|  | Ein großes Problem für kritische JuristInnen in Deutschland ist, dass 
        kritische Rechtstheorie - wie so ziemlich jede Form des Über-den-Tellerrand-Blickens 
        - in der täglichen Ausbildung der Freischuss-JuristInnen an den Universitäten 
        kaum eine Rolle spielt - Einrichtungen wie etwa der Lehrstuhl von Prof. 

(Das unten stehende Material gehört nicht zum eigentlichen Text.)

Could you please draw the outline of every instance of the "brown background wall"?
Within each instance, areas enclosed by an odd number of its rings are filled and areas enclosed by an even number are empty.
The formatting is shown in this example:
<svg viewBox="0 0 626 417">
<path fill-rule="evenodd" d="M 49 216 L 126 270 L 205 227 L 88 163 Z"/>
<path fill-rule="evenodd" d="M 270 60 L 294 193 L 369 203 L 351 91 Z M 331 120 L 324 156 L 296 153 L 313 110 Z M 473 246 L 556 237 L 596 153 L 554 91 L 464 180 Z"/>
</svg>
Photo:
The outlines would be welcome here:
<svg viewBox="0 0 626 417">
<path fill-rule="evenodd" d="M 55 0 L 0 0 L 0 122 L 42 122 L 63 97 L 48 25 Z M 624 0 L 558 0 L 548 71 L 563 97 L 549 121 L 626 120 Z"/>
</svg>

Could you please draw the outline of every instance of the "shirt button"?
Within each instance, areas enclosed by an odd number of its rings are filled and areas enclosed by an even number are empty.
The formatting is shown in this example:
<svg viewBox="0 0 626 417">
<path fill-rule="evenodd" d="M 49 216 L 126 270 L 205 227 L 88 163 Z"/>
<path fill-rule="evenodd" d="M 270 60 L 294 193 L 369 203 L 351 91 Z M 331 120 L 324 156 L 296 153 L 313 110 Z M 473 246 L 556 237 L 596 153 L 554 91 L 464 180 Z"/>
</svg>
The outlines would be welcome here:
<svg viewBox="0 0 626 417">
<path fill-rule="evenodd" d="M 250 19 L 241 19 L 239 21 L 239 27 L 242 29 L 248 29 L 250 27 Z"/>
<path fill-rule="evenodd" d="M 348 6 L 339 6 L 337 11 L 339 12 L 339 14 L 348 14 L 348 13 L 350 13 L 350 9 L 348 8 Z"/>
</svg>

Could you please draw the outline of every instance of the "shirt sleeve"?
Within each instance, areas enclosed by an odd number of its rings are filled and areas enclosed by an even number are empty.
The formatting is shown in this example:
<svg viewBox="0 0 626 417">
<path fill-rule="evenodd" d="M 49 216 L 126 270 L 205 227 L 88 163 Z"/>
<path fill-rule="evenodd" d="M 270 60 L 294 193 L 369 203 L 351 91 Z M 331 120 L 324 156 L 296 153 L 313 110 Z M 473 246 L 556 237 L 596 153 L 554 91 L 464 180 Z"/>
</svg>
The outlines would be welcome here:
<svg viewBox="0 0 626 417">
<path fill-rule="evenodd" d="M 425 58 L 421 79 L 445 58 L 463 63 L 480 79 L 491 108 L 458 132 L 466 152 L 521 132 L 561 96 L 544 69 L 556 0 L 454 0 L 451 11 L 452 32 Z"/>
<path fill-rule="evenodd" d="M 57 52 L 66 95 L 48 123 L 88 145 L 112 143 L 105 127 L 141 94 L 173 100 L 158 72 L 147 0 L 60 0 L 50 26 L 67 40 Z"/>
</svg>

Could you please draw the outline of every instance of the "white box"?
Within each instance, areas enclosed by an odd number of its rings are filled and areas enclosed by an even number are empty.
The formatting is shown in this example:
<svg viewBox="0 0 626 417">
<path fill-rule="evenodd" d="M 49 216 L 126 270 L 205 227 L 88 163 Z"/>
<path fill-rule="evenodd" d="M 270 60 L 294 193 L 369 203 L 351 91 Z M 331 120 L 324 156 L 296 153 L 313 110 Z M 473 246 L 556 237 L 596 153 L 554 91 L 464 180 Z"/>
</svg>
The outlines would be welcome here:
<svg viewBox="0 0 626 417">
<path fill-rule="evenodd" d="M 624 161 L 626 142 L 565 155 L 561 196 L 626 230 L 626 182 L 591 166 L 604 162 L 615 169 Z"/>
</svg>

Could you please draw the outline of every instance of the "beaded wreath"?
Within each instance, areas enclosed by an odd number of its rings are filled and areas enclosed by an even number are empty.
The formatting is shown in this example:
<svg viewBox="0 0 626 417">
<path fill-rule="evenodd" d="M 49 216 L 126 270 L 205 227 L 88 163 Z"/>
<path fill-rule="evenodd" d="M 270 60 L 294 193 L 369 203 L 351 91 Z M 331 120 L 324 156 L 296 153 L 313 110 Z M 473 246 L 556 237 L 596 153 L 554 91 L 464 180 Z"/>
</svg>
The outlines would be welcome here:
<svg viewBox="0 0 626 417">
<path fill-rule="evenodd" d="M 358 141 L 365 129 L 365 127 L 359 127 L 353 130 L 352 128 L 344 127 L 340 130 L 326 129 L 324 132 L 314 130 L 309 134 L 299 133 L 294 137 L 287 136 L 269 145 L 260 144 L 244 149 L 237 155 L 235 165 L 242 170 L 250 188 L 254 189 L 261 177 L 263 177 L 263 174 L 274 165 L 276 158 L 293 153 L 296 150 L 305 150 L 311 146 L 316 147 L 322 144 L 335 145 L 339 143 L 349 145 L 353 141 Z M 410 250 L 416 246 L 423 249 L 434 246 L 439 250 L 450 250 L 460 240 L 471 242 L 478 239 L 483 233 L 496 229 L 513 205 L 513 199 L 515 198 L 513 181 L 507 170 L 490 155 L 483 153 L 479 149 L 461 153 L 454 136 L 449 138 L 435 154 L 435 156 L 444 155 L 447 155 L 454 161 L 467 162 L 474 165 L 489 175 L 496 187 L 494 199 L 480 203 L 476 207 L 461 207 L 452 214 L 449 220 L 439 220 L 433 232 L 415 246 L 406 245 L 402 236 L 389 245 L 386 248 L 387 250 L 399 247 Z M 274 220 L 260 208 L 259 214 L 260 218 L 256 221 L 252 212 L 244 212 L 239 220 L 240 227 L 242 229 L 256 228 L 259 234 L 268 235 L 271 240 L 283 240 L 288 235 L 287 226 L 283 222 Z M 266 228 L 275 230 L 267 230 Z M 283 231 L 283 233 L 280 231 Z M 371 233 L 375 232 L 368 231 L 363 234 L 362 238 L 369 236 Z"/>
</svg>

        Susanne Baer, die an der Humboldt-Universität Öffentliches Recht und Geschlechterstudien 
        unterrichtet,1 sind in Deutschland eher Ausnahmeerscheinungen.Interessanterweise ist dies in den Vereinigten Staaten, wo die Jura-Ausbildung 
        noch kürzer und konkurrenzträchtiger ist - das Studium an der law school 
        dauert drei Jahre, die Jagd nach den ersten Stellen beginnt meist schon 
        im zweiten Jahr - anders: Zwar kann mensch das Jura-Studium absolvieren, 
        ohne sich je mit den Critical Approaches to the Law beschäftigt zu haben, 
        jedenfalls aber gehören Veranstaltungen, die das Recht kritisch hinterfragen 
        und im Zusammenhang mit Klassen-, Gender- und Race2-Fragen beleuchten, 
        ganz selbstverständlich zum Kurrikulum an fast allen amerikanischen Universitäten, 
        und in amerikanischen Fachzeitschriften sind regelmäßig kritische Aufsätze 
        zu diesen und ähnlichen Themen zu lesen.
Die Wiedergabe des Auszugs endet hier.